March 9, 2016, by Editor
Joy Wingfield’s blog for International Women’s Day 2016
I rarely think of myself as a scientist. That’s because popular images of scientists in my youth used to be wild-eyed souls in white coats and goggles surrounded by bubbling retorts and bunsen burners. The equipment has modernised: micro-assays and computers now but the media still represents scientists as lab-workers finding the inevitable medical breakthrough that will cure us all in “5 – 10 years”. But I am indeed a woman who has studied the pharmaceutical sciences.
I was going to be a brilliant therapeutic pharmacologist; that was my strength at my trendy Chelsea School of Pharmacy (subsumed into King’s decades ago) but, rare swot that I was, I also passed the compulsory “forensic” examination (in pharmacy law ) first time (we had two attempts). I also wanted to earn money, move around the country and engage with patients directly so community pharmacy was my first job. Engaging with patients lost its charm quite rapidly for me so I jumped at the vacancy for an RPSGB (now under the GPhC) inspector within six years of qualifying.
That set me on a wholly unexpected career in the application of law and ethics to the practice of pharmacy. And it’s been great. Life as an inspector in the days before mobile phones with a territory comprising five counties and over 1,000 pharmacies made me self-reliant, resilient and comfortable in my own company. And, of course, all the other inspectors and virtually all the pharmacy owners were men so that was fun too! I also learned a great deal about the business of community pharmacy: what can be achieved and what excuses don’t wash. I learned to be a policeman, to quote Act and Section rather than “the law”, to take evidence, be cross-examined in court and disciplinary hearings and to extend my range to animal medicine law culminating in a diploma in agricultural and veterinary pharmacy and later an MPhil in the European law governing the control of antibiotics in animal husbandry. As a direct result of the world not showing proper respect and constraint in this area, we are now experiencing frighteningly high levels of resistance in our hospitals and elsewhere.
It is inevitable as you scale a career ladder that you will move further away from the dispensing bench and into management. I am no exception. After the inspectorate, I spent five years in senior posts within the London RPSGB law department and the acquisition of a Master’s degree in Health Law (LLM). Then I was head hunted by Boots and came to Nottingham to become Assistant Superintendent for the company’s 1500 branches. In reality this approximated to being Superintendent as Boots were more or less the sole corporate power payer on the block in those days and the Superintendent was constantly absent, being occupied in pharmacy politics and community pharmacy representation on RPSGB Council, committees and working groups.
After ten years “risk managing” Boots’ burgeoning business and, it has to be said, constantly criticising the lack of deep legal and ethical awareness amongst our pharmacists and their reluctance to make decisions for themselves rather than endlessly seeking guidelines and rules, I was invited to put my effort where my mouth was and be seconded to my honorary chair at Nottingham to teach on the MPharm course. I think I made a difference. I won funding for a project to share learning in law and ethics across all the UK Schools of Pharmacy, we made radical changes to the course which have been adopted and extended even further in recent years and I consolidated my reputation by writing textbooks, outside speaking, setting up PLEA ( a special interest group for pharmacy law and ethics) and publishing widely. So, though technically retired, I continue some of these activities through my consultancy even now.
Pharmacy and law and ethics are great partners. Think of the focus on professionalism in healthcare professions today – that’s the proper manifestation of ethical care for patients within a framework of rules that should be interpreted intelligently and, on occasion, ignored.. Yes, I DO still use the science sometimes; I needed quite a lot of memory searching and researching BNFs and the internet last year to prepare an expert witness statement for a compensation claim but to do it properly I also needed my knowledge of civil law, court procedure and the rules of evidence.

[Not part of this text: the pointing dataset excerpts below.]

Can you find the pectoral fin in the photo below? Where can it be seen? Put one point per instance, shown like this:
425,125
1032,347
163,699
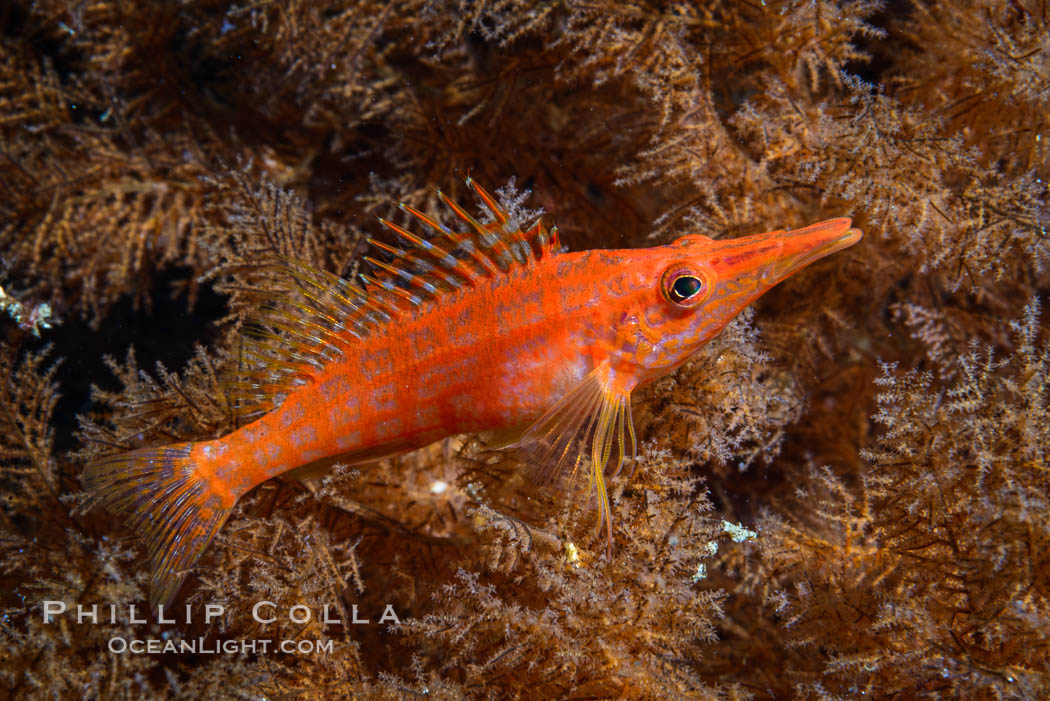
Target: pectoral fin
589,429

I feel I should wind up with some words of wisdom and I can echo many of those from Rachel Elliott’s blog. Progress is a matter of hard work AND luck. Sometimes it’s just a case of being in the right place at the right time but you need to keep your head up, see what opportunities are opening and be prepared to change tack, learn new skills and move – sideways if necessary – to position yourself favourably. And finding a “niche” that few aspire to – some say pharmacy law is deeply “anoraky” and pharmacy ethics too “airy fairy” – is immeasurably helpful. Pharmacy is an intensely practical application of science, and women are intensely practical. Good choice!
Joy Wingfield is Honorary Professor of Pharmacy Law and Ethics at the University of Nottingham.